Every Developer Needs Mentors, Friends, and Enemies
Table of Contents
The standard career advice goes like this: find a mentor, be a mentor, build your network. It’s fine as far as it goes. But it leaves out two-thirds of the equation.
A sustainable software career isn’t built on mentors alone. It’s built on three distinct relationships, each doing a different job. Get all three and you have a self-correcting career system. Lean too hard on one and you’ll eventually stall.
Here’s the framework: mentors, friends, and enemies — and why you need all of them.
Mentors: People You Want to Be Who Want to See You Succeed #
A mentor isn’t just someone more senior than you.
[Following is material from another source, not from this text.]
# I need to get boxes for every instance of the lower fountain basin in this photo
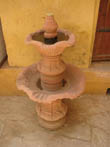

Plenty of senior developers make terrible mentors — they’re either too busy, too protective of their knowledge, or so deep in one narrow domain that their advice doesn’t travel.
A real mentor is someone whose career trajectory you respect and who is genuinely invested in yours. Both conditions matter. Plenty of people will advise you on your career; far fewer actually care how it turns out.
What a mentor actually does for you:
- Helps you see around corners you don’t know exist yet
- Tells you when you’re about to make a mistake they already made
- Opens doors by virtue of their reputation extending to you
- Gives you a realistic picture of what the next level actually looks like
How to find one: Stop thinking of mentorship as a formal arrangement. The best mentors show up organically — someone who takes an interest in your work, whose judgment you respect, whose career you want some version of. Start there. Ask for 30 minutes. Be prepared. Show up having done something with their advice.
The most common mistake developers make with mentors is treating them like a help desk. Show up with problems, leave with answers, repeat. That burns the relationship fast. Come with progress. Come with questions they’ll find interesting. Make the relationship worth their time.
Friends: Peers Who Are on Their Way Up Alongside You #
This is the most underrated tier. Everyone talks about mentors. Nobody talks about the people in the trenches with you right now.
Your peer network — the developers you came up with, worked alongside, met at meetups, collaborated with on side projects — is arguably more valuable over a 20-year career than any individual mentor. Here’s why:
They become the hiring managers, tech leads, and CTOs of the future. The mid-level engineer you clicked with at your first job is going to be a VP of Engineering in ten years. The connections you build now with peers are long-term assets that compound quietly.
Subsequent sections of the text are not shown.